Support is generally the greatest cost for software. You always have to look at your product through your customers eyes to make it as simple and intuitive as possible. Years ago, the tax season I worked for Intuit in Tucson (and the best Christmas party I've ever experienced working for any company; I was too late for the years when they used to roll kegs of beer through the support department about the time Microsoft wanted to buy them and the Justice department said no) they talked about turning support into a profit center, but never quite got there (at least that year.) While I was answering the phones to answer questions about Quickbooks it always amused me that the owner or their accountant wanted to know things like 'what' rather than 'how' to set up their chart of accounts for example. I was being paid to tell them how. Their accountant was suppose to be telling them what.
Then I worked for about a decade writing software for a mom and pop outfit. When they moved their company from California to Washington state they lost most of their programmers in the move, but I went (on the promise of a huge raise they reneged on after I made the move.) They used to call my code bulletproof. But even then we had a lot of support issues regarding a desire for new features all the time. I'd sometimes talk to customers when the support people were at capacity. In talking with customers, I'd almost always come up with new features that the salespeople would then use as a lead in getting more sales. You learn a lot from talking with customers and being a customer yourself. Experience counts.
During those years I was very productive because my tools were of a professional level. They faded into the background. I didn't have to concentrate on the tools, just on the job I was doing with them. Which made my productivity very high. Statistics from our source control software indicated I was doing more work than four other programmers we had one year.
I also helped friends literally become millionaires in their software businesses and this poor boy would like to do some of that for himself. So I need tools. Surely they've improved in the last decade right? Here's how one compiler describes itself:
- Huge set of internal commands (1100+)
- No external DLLs, runtime interpreter or anything else required when creating executables
- Procedure support for structured programming with local and global variables
- Access to full OS API for advanced programmers
- Optimal use of the available hardware by using highly optimized (assembly) commands
- Source code is portable: Windows, MacOS X and Linux
- Dedicated editor and development environment
- Powerful integrated debugger and profiler to easily trace and analyze code
For some reason they don't include weird and buggy. Probably just an oversight. A compiler doesn't need 1100+ commands if they choose the right ones. This is not a plus in my mind. I don't know about their structured programming claim. I expect they didn't get scope rules right given what I've discovered about other products. If you have access to memory (and how could you not?) you have access to assembly language, but I choose a language so I won't be coding in assembly. A profiler is nice, but I hardly ever use one because coding you should be able to tell when you've screwed up optimization. Visual Basic had a great debugger, but it's another thing I could live without.

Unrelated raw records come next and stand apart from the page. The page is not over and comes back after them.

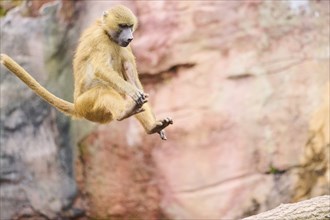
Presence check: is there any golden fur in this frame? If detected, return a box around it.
[1,5,173,139]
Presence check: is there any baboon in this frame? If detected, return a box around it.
[1,5,173,140]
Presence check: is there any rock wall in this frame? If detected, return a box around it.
[0,0,330,219]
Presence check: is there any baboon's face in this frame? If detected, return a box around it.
[109,24,133,47]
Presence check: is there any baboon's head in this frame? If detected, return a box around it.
[103,5,137,47]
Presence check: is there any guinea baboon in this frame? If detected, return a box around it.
[1,5,173,140]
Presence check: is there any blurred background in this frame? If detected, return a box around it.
[0,0,330,220]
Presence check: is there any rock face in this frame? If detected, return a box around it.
[0,1,77,219]
[1,1,330,219]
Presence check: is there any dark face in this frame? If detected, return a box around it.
[110,24,133,47]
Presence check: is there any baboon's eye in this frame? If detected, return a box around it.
[118,24,133,28]
[118,24,128,28]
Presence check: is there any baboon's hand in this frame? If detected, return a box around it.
[129,89,149,106]
[150,117,173,140]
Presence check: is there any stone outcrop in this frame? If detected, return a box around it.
[1,0,330,219]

Weird is a form designer that writes code for you but doesn't let you change it in any way. You have to copy the code into your own file to modify it. Buggy is having the thing crash when you scroll too fast down a list. But I don't care about any of that if I can end up with the results I want and it appears I will be able to. So I'm going to buy the damned compiler next month. From two guys in Europe that could be hit by a truck any given time. My first software boss in NYC used to always gleefully ask me, "but what if you get hit by a truck." I kind of miss that pain in the ass, Hank. I wonder if he's still alive?

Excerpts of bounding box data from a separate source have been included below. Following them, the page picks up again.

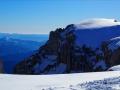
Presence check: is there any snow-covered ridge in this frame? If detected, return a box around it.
[0,71,120,90]
[75,18,120,29]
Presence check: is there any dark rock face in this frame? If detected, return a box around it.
[14,25,120,74]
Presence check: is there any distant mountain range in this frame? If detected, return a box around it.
[0,33,49,42]
[14,18,120,74]
[0,33,48,73]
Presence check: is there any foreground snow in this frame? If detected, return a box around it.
[0,71,120,90]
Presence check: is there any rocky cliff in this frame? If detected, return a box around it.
[14,20,120,74]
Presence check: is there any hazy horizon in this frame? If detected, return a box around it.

The result I want is an executable with no dependencies. I'm going to release my first client software for Linux. This is likely to have much greater support issues than windows but for a much smaller customer base. I'm giving it away for free so that should help some. My income will come from an option of buying virtual money in the game. Yes, it's a game and a fairly simple one at that. My goal is several thousand players per server. Hosting on a server is dirt cheap. I can do testing on a shared server for as little as $5 a month. Then move up to a dedicated server for about $150 per month. Even in my worst scenario (80% to 90% choosing to always play for free) I should make more than I currently do. Gotta take a shot, right?
I know it will be fun to play since I've already put something out similar to it as a test that people seem to like. I've already written some code that allows a non artist like myself to have fun building components that are part of the game. I have 36 parts of the game to write and then I will be done. I should be able to finish that in less than a year. I've got nothing but time. It's not my only plan.

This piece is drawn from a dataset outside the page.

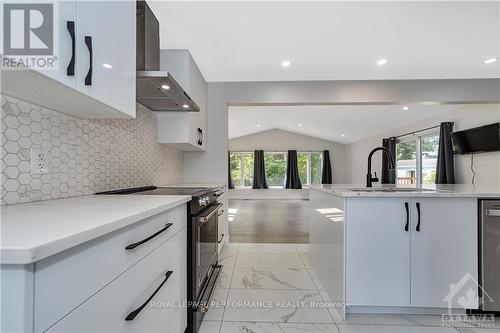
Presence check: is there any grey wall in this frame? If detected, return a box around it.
[229,129,350,184]
[184,79,500,182]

Update: One down, 35 to go. Everything else requires SQL which I'm thinking $60 a year to include support doesn't sound like a bad deal to me. Gotta start getting serious about finding a host.
Can you believe there's no provision for modal forms in the compiler I'm buying? I guess I'll just have to make do. I told ya, weird. My job is to use this weird tool and produce a product that isn't weird. If it was easy, everybody would be doing it.